Based on this electronic structure understanding, several multi-dimensional coupled potential energy surfaces (PESs) have been reported.29, 36–40 For nonadiabatic dynamics involving more than one electronic state, it is advantageous to express the Hamiltonian in a diabatic representation5, 41 to avoid singularities in the kinetic energy operator and cusps in the potential energy operator at the CI seams. While the resulting diabatic potential energy matrix (DPEM) is difficult to construct from adiabatic electronic structure calculations, once established, it greatly simplifies the dynamical calculations. To this end, reduced- and full-dimensional DPEMs considering two,29, 37 three,38, 39 and four40 electronic states have been reported. Based on a large number of multi-reference configuration interaction calculations, the latest global DPEM offers the highest fidelity in reproducing ab initio energies of the four lowest states and their couplings.40
These high-quality DPEMs have opened the door for dynamical studies.36–38, 42 While the dynamics can only be accurately characterized quantum mechanically, such calculations are challenging because of the large energy release (> 4 eV), a large accessible phase space, and the complex multi-state dynamics.9 Until now, quantum dynamics calculations have been restricted to planar geometries with two electronic states.37, 42 However, such a model is insufficient38 since it neglects the 22A state and important non-planar dynamics. On the other hand, full-dimensional trajectory surface hopping (TSH) studies have been employed to gain insights into the quenching events, but the results had no quantum state resolution. Interestingly, the TSH results favored the nonreactive quenching channel, in sharp contrast to the experiment.25 The R1a/R1b branching ratio is a fundamental quantity in this nonadiabatic process, the experimental/theoretical discrepancy is therefore of considerable importance. It could be due to the semi-classical treatment of the nonadiabatic dynamics and/or inaccuracies in the DPEM. This issue is thus only resolvable by a full-dimensional quantum dynamics study on a globally accurate DPEM.
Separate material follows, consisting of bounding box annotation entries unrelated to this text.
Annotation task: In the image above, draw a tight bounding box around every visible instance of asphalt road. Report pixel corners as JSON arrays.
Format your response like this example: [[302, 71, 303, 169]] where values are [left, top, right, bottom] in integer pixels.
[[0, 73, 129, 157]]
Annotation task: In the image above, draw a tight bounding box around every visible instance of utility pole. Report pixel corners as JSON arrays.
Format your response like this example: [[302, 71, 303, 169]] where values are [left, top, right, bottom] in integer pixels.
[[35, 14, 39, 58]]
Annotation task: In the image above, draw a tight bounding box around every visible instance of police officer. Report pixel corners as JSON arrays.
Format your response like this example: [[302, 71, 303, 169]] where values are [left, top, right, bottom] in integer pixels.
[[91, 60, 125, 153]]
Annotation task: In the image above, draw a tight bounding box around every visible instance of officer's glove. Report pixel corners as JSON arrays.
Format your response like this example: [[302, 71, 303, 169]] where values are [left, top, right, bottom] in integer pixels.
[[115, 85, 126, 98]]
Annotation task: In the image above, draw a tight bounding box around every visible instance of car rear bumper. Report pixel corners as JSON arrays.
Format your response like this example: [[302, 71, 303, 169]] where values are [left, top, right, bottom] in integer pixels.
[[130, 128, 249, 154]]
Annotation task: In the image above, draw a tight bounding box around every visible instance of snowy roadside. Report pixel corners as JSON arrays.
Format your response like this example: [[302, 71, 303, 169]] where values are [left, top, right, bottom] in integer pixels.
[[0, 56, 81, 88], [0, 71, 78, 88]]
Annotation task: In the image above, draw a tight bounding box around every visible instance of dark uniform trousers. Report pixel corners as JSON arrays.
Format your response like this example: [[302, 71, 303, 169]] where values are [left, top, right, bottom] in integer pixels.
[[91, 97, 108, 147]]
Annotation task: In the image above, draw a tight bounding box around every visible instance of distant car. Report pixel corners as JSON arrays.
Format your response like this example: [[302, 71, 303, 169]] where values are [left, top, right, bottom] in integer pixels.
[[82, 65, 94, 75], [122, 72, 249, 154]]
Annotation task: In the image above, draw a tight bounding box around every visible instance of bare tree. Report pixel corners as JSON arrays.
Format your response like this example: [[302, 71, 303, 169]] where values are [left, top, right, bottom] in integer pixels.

In this work, we report the first full-dimensional investigation of the nonadiabatic collisional quenching of OH(A2Σ+) by H2 using a time-dependent quantum wave packet method on the recently developed DPEM.40 We aim to resolve the aforementioned experiment-theory discrepancy, to validate the DPEM by comparing quantum state resolved product distributions with experiment, and to gain insight into the (stereo)dynamics of this prototypical nonadiabatic process.